Chronik: Amokläufe in den USA
Immer wieder haben in den USA Amokläufe am Arbeitsplatz, in Schulen und anderen öffentlichen Orten wie jetzt in einem Kino im US-Staat Colorado für Fassungslosigkeit gesorgt. Im Folgenden eine Chronik der folgenschwersten Fälle der vergangenen Jahre:
16. April 2007: Ein 23-jähriger Student aus Südkorea tötet auf dem Campus der Technischen Hochschule von Virginia in Blacksburg 32 Studenten, zwei Professoren und anschließend sich selbst. 26 Menschen werden verletzt.
5. Dezember 2007: Ein als depressiv bekannter 19-Jähriger erschießt in einem Einkaufszentrum in Omaha im US-Staat Nebraska acht Menschen und anschließend sich selbst. Fünf Menschen werden zum Teil schwer verletzt.
14. Februar 2008: Ein 27-jähriger ehemaliger Student läuft an der Northern Illinois Universität in DeKalb bei Chicago Amok: In einem Hörsaal erschießt er fünf Studenten, verletzt weitere 15 zum Teil schwer und bringt sich schließlich um.
10. März 2009: Im US-Staat Alabama tötet ein 28-jähriger Amokläufer seine Mutter und vier weitere Verwandte und schießt danach wahllos um sich. Insgesamt sterben zehn Menschen, bevor der Täter sich selbst richtet.
3. April 2009: Ein 41-jähriger vietnamesischer Einwanderer richtet in einem Zentrum für Immigranten im US-Staat New York ein Blutbad an.
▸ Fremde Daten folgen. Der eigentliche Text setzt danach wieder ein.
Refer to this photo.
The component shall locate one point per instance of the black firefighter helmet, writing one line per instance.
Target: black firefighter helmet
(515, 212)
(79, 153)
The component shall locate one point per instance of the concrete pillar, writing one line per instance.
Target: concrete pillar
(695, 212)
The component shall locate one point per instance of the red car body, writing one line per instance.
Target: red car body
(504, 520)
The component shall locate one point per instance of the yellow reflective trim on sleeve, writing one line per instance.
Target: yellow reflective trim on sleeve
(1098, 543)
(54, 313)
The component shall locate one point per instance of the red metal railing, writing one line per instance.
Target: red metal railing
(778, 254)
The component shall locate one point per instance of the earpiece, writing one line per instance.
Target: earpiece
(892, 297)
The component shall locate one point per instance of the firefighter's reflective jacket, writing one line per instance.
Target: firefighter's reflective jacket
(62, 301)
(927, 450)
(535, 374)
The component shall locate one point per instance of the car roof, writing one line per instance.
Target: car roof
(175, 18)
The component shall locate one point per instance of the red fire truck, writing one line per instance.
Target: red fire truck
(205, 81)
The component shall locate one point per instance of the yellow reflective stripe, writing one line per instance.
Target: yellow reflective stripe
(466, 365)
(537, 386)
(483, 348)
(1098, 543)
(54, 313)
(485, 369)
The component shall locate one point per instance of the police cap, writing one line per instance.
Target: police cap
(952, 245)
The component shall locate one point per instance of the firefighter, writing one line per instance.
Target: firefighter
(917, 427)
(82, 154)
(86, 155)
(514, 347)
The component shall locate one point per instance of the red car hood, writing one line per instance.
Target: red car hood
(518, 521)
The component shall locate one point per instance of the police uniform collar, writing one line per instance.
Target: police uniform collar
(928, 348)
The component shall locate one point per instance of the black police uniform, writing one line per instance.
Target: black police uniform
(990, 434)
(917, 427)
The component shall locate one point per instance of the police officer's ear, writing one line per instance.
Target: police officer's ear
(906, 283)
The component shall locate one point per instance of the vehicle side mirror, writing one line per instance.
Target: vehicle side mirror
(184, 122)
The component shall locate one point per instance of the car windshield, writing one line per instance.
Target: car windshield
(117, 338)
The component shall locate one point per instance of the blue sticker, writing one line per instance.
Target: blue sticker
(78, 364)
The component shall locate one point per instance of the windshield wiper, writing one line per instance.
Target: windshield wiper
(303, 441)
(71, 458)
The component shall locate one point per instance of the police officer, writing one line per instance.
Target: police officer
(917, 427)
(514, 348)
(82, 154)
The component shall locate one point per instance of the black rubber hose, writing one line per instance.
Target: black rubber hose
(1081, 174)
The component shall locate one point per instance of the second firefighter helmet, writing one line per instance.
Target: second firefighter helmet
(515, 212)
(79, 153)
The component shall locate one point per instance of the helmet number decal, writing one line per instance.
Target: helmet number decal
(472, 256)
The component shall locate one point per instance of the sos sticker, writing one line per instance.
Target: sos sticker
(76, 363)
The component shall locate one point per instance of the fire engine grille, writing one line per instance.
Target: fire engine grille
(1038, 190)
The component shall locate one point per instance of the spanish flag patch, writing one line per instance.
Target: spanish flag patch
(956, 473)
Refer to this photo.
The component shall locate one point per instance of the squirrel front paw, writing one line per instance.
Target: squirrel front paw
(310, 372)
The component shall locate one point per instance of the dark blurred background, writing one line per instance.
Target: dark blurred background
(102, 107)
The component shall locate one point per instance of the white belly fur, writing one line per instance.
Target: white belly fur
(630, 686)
Der Mann tötet 13 Menschen in dem Gebäude in Binghamton, bevor er sich selbst erschießt.
5. November 2009: Ein Psychiater des amerikanischen Heeres tötet auf dem größten Militärstützpunkt der USA in Fort Hood 13 Menschen und verletzt 30 weitere. Der 39-jährige Major erleidet bei einem Schusswechsel mit Sicherheitskräften schwere Verletzungen.
8. August 2011: In einer Kleinstadt im US-Staat Ohio erschießt ein Bewaffneter seine Freundin und sechs weitere Menschen, bevor ihn die Polizei tötet.
13. Oktober 2011: Im Friseursalon seiner Ex-Frau in Seal Beach (US-Staat Kalifornien) erschießt ein Mann acht Menschen. Sechs starben noch am Tatort, zwei weitere erlagen im Krankenhaus ihren Verletzungen.
20. Juli 2012: Bei einer Kinovorführung in Aurora im US-Staat Colorado tötet ein Bewaffneter mindestens 14 Menschen und verletzt 50 weitere.